The aim of the study was to determine the frequency of coexistence of agenesis of the maxillary lateral incisors with other dental anomalies and skeletal disorders, based on a systematic review of the literature.

MATERIAL AND METHODS

In order to determine the frequency of coexistence of agenesis of the maxillary lateral incisors with other dental anomalies and skeletal disorders, a systematic review of the literature was performed. An online database was searched using PubMed and Science Direct, using the following keywords: maxillary lateral incisor agenesis and dental anomalies. The analysis included randomized clinical trials, cohort studies and case-control studies, published until 2018. Case reports, literature reviews, letters to the editor, articles in a language other than English and Polish and articles not directly related to the subject of the research were excluded.

RESULTS

A total of 1168 results were obtained, mainly in English. Literature taken from found articles was used to obtain additional research. Eighteen articles from 1971-2016, which met the inclusion criteria, were qualified for the further analysis, all in English. The analysis of results from separate studies is presented in Table 1.
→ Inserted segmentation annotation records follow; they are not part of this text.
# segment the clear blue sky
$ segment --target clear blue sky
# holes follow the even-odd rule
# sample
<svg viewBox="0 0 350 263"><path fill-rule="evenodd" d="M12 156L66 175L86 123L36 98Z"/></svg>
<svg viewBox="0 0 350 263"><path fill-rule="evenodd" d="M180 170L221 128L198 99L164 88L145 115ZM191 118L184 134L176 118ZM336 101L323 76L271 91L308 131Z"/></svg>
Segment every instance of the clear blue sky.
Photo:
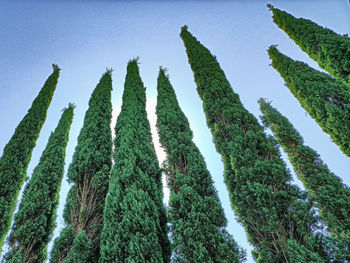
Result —
<svg viewBox="0 0 350 263"><path fill-rule="evenodd" d="M338 33L350 32L347 0L270 1L297 17L309 18ZM236 223L223 184L223 165L206 126L201 101L180 27L192 32L217 56L232 88L256 117L257 100L272 100L329 168L350 185L350 159L333 144L306 114L269 66L266 49L271 44L286 55L318 69L287 35L272 22L266 1L0 1L0 151L29 109L46 78L51 63L62 71L59 83L33 151L28 175L38 163L61 109L77 105L67 147L66 168L76 146L91 92L106 68L113 68L114 112L121 95L129 59L140 57L147 98L156 99L159 66L169 69L180 106L189 118L194 141L203 153L229 221L228 229L248 250L242 226ZM114 116L115 118L116 116ZM291 168L287 159L286 163ZM67 169L66 169L67 170ZM294 176L294 175L293 175ZM295 178L295 177L294 177ZM300 184L297 179L295 182ZM63 180L57 225L63 226L62 209L69 189ZM57 231L56 231L57 232Z"/></svg>

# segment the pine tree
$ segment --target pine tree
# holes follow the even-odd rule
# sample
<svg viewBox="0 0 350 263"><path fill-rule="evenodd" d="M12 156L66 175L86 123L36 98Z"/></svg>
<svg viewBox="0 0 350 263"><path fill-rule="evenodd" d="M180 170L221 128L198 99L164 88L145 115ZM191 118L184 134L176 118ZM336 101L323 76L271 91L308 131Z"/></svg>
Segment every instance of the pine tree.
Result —
<svg viewBox="0 0 350 263"><path fill-rule="evenodd" d="M308 19L295 18L272 5L268 8L275 24L310 58L333 77L350 85L350 39L347 35L339 35Z"/></svg>
<svg viewBox="0 0 350 263"><path fill-rule="evenodd" d="M59 72L60 68L54 64L53 73L18 124L0 159L0 252L10 229L18 193L26 178L32 151L56 89Z"/></svg>
<svg viewBox="0 0 350 263"><path fill-rule="evenodd" d="M34 169L15 214L10 235L13 257L21 250L22 262L44 262L46 246L55 227L56 206L64 172L65 149L73 119L73 105L62 117Z"/></svg>
<svg viewBox="0 0 350 263"><path fill-rule="evenodd" d="M312 205L291 185L276 142L233 92L216 58L184 26L180 34L203 101L207 124L221 154L236 216L258 262L327 262ZM304 258L301 251L306 251Z"/></svg>
<svg viewBox="0 0 350 263"><path fill-rule="evenodd" d="M51 252L50 262L69 263L68 252L73 246L75 233L72 225L67 225L60 234L59 238L55 239L53 250Z"/></svg>
<svg viewBox="0 0 350 263"><path fill-rule="evenodd" d="M74 229L75 238L79 238L79 233L84 230L91 242L90 258L85 262L97 262L100 256L103 208L112 166L111 91L111 70L107 70L91 95L89 109L68 169L69 182L74 183L68 193L64 211L69 229L64 229L56 240L51 262L70 262L66 257L78 242L72 240L70 227ZM76 249L79 247L81 246ZM53 258L59 261L53 261Z"/></svg>
<svg viewBox="0 0 350 263"><path fill-rule="evenodd" d="M236 242L203 156L164 69L158 76L157 126L167 152L169 222L177 262L240 262Z"/></svg>
<svg viewBox="0 0 350 263"><path fill-rule="evenodd" d="M128 63L99 262L169 262L161 172L137 60Z"/></svg>
<svg viewBox="0 0 350 263"><path fill-rule="evenodd" d="M284 78L301 106L328 133L334 143L350 156L350 94L340 81L294 61L275 46L268 50L272 66Z"/></svg>
<svg viewBox="0 0 350 263"><path fill-rule="evenodd" d="M265 100L260 99L259 103L264 124L271 128L288 154L299 179L317 202L321 218L339 246L343 245L344 254L348 254L347 260L350 260L349 187L328 169L313 149L304 145L303 138L287 118Z"/></svg>

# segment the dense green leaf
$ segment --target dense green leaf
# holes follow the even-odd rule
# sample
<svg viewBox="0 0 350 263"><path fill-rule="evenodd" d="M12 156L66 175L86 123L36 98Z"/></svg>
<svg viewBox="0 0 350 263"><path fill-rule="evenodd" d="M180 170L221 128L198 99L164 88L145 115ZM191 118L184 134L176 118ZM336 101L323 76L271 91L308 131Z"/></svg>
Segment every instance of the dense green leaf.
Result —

ANALYSIS OF THE OBTAINED RESULTS

Citak et al. [16] found that hypodontia of the maxillary lateral incisors in 23.3% of cases was accompanied by agenesis of permanent teeth other than third molars. The study group consisted of 90 patients with confirmed hypodontia of the maxillary lateral incisors. In the Garib et al. [19] trial, among the 126 patients with hypodontia of the lateral incisors in the maxilla, 18.2% of the patients were diagnosed with hypodontia of other permanent teeth with the exclusion of third molars. This result was over three times higher than in the general population (results were compared by researchers with reference data obtained from other studies). The frequency of agenesis of other permanent teeth in patients with MLIA was: second maxillary premolars: 10.3% (general population: 1.5%), mandibular second premolars: 7.9% (general population: 3%), third molars: 35.5% (general population: 20.7%). There was no increased frequency in the occurrence of supernumerary teeth; it was 0.8%, a result lower than in the general population (1.5%), but it was not statistically significant. Celikoglu et al. [20] observed higher frequency of coexistence of agenesis of other permanent teeth (9.6%) in patients with MLIA in the Turkish population, where the co-occurrence of supernumerary teeth was only 1.1%, and this was not statistically significant. In the studies of Pinho et al. [21] hypodontia of other permanent teeth occurred in 12.8% of patients, with the most frequent being lack of second premolars both in the maxilla and the mandible (8.5%).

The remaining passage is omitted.